С подлинным ожесточением крикнула она эти слова. И у меня зазвенело в сердце. Кто-то меня пожалел, кто-то выступил моим защитником, доброта выглянула из низости, какое-то темное стремление к справедливости – из вымогательства. Какой это было усладой, как вторило это тому, что поднималось во мне! Нет, я не смею больше играть с этими людьми, не смею продолжать их мучить этим страхом, этим стыдом: довольно! довольно!
– Ладно, значит, двести крон!
Они молчали, все трое. Я достал бумажник. Очень медленно, широко раскрыл я его. В один миг могли они вырвать его у меня из рук и спастись бегством в темноте. Но они отвели застенчиво глаза. Между ними и мною была какая-то тайная общность, не было борьбы и игры, и возникло состояние правомерное, состояние взаимного доверия, человеческая связь. Я извлек два кредитных билета из украденной пачки и подал их одному из них.
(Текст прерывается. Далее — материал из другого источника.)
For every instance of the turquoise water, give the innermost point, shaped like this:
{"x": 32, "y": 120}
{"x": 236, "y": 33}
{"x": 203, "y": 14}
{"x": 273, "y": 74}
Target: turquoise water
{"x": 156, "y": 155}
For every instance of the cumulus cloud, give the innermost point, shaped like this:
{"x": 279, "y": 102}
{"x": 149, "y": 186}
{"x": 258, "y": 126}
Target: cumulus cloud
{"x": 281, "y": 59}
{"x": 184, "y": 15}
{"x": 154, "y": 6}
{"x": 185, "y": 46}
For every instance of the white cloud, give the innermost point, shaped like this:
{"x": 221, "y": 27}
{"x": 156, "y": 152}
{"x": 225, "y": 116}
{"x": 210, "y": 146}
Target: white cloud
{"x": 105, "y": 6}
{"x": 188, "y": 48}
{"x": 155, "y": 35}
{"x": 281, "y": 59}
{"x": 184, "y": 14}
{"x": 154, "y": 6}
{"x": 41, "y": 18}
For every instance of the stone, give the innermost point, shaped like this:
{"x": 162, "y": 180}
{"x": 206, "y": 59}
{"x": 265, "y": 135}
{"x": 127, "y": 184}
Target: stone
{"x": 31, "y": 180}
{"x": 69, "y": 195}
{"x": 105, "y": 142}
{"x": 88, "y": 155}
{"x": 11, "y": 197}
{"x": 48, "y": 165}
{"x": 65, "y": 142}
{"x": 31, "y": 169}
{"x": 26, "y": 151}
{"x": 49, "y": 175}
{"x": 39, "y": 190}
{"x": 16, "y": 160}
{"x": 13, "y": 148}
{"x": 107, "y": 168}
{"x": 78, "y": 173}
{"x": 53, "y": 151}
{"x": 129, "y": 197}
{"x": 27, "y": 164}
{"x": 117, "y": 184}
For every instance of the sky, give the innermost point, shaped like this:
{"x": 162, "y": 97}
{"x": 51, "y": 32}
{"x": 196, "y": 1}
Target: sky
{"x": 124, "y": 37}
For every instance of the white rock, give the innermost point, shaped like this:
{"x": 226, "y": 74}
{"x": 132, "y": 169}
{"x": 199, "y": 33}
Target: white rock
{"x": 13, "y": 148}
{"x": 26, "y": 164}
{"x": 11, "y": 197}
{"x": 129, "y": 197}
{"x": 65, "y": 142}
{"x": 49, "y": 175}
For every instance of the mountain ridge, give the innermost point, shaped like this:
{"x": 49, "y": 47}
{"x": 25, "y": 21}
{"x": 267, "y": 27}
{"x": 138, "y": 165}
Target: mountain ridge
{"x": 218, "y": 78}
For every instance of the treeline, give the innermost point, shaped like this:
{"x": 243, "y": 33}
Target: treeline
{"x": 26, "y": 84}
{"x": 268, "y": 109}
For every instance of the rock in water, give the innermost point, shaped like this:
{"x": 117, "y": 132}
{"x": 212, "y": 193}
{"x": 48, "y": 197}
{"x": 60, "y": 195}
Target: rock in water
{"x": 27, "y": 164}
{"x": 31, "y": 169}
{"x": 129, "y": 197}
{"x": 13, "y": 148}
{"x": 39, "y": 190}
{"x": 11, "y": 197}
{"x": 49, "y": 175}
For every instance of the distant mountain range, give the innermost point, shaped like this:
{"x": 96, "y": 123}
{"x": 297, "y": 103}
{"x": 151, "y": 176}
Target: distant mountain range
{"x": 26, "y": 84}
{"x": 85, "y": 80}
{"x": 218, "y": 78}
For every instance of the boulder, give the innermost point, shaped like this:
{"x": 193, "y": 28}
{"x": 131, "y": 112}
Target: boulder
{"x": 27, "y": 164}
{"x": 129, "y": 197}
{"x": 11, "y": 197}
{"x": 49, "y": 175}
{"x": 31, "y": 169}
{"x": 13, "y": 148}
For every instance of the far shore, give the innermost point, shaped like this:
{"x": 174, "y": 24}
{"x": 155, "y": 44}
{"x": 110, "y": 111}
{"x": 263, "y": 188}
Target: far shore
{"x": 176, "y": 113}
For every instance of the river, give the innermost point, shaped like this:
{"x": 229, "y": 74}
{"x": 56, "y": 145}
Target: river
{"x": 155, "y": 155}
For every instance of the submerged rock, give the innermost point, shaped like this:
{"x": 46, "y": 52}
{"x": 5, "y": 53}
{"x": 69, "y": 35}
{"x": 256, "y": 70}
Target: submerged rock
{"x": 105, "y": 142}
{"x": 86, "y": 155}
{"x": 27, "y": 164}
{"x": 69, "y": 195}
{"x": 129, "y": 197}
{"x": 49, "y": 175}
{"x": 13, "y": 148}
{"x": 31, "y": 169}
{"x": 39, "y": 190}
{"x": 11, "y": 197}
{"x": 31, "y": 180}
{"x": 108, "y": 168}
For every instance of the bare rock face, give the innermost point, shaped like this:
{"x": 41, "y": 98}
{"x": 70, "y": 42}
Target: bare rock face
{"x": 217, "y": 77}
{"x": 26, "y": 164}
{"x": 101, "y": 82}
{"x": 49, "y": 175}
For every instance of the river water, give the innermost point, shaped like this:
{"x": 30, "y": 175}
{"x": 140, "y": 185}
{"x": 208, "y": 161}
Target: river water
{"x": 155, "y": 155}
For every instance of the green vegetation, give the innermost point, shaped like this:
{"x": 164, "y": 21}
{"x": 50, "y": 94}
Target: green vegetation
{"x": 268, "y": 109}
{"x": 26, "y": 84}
– Покорно благодарю, – произнес он невольно, уже отвернувшись. Очевидно, он чувствовал сам, что смешно благодарить за добытые вымогательством деньги. Он стыдился, и этот стыд, – о, я ведь все постигал в эту ночь, каждое движение открывалось мне! – подавил меня. Я не хотел, чтобы этот человек стыдился передо мною, равным ему, таким же вором, как он, слабым, трусливым и безвольным, как он. Его унижение мучило его, и мне захотелось освободить его от этого чувства. Я отклонил его благодарность.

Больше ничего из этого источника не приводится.